= Oklaunion, Texas =

Unincorporated community in Texas, US

Oklaunion is an unincorporated community in Wilbarger County, Texas, United States. According to the Handbook of Texas, the community had an estimated population of 138 in 2000.

==Geography==
Oklaunion is located at . It is situated at the junction of U.S. Highways 70, 183, and 283 in northeastern Wilbarger County, approximately nine miles east of Vernon. The nearest large city is Wichita Falls, located 42 miles east of Oklaunion.

===Climate===
The climate in this area is characterized by hot, humid summers and generally mild to cool winters. According to the Köppen climate classification system, Oklaunion has a humid subtropical climate (Cfa).

==History==
Originally known as Mayflower, the community was renamed Oklaunion around 1888 by Joseph S. "Buckskin" Works. The reason behind the name change was an attempt to attract the Frisco line to the community so that it would connect with the Fort Worth and Denver City Railway. Nearby Vernon was chosen as the site for the linkage, however, but Oklaunion prospered as a stop on the Fort Worth and Denver City line. A post office was established in 1889 and a school opened during the mid-1890s.

The community voted to incorporate on June 6, 1928. In 1930, the town had a population of 254. That figure fell to 223 in 1940 and 129 by 1950. Sometime after, the town dissolved its incorporation. The population had fallen to fewer than 140 in 1990 and remained at that level by 2000.

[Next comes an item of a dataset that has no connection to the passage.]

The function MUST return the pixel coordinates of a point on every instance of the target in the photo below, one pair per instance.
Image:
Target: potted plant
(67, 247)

Although Oklaunion is unincorporated, it has a post office with the zip code of 76373.

==Demographics==

Oklaunion first appeared as a census designated place in the 2020 U.S. census.

Historical population
| Census | Pop. | Note | %± |
| 2020 | 88 |  | — |
U.S. Decennial Census 1850–1900 1910 1920 1930 1940 1950 1960 1970 1980 1990 2000 2010 2020

===2020 census===

Oklaunion CDP, Texas – Racial and ethnic composition Note: the US Census treats Hispanic/Latino as an ethnic category. This table excludes Latinos from the racial categories and assigns them to a separate category. Hispanics/Latinos may be of any race.
| Race / Ethnicity (NH = Non-Hispanic) | Pop 2020 | % 2020 |
|---|---|---|
| White alone (NH) | 54 | 61.36% |
| Black or African American alone (NH) | 1 | 1.14% |
| Native American or Alaska Native alone (NH) | 1 | 1.14% |
| Asian alone (NH) | 2 | 2.27% |
| Native Hawaiian or Pacific Islander alone (NH) | 0 | 0.00% |
| Other race alone (NH) | 0 | 0.00% |
| Mixed race or Multiracial (NH) | 2 | 2.27% |
| Hispanic or Latino (any race) | 28 | 31.82% |
| Total | 88 | 100.00% |

As of the 2020 United States census, there were 88 people, 43 households, and 43 families residing in the CDP.

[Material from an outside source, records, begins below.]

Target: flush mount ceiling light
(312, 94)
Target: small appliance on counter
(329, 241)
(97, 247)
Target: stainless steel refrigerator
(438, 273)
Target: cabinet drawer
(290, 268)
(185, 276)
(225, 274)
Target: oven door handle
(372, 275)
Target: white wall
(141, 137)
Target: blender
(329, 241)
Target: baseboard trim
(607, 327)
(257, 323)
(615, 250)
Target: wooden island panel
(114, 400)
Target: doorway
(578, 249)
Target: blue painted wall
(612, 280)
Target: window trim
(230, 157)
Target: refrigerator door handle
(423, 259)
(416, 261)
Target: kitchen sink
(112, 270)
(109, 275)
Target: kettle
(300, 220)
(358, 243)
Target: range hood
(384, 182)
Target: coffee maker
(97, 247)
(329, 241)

==Power supply facilities==

Near Oklaunion, there is a coal-fired power station, named Oklaunion Power Plant. It has a capacity of 650 megawatts.

Since 1984 there has been a back-to-back HVDC station at Oklaunion which was built by General Electric. It works with a voltage of 345 kV and has a transfer rate of 220 megawatts.
The plant was scheduled to be shut down in September 2020. The reason was high cost to keep the emissions at levels acceptable. The plant was bid on and won by Frontier Energy. They will convert the plant to natural gas, a cleaner burning fossil fuel.

==Education==
Public education in the community of Oklaunion is provided by the Vernon Independent School District. The Oklaunion Independent School District consolidated with Vernon in 1967.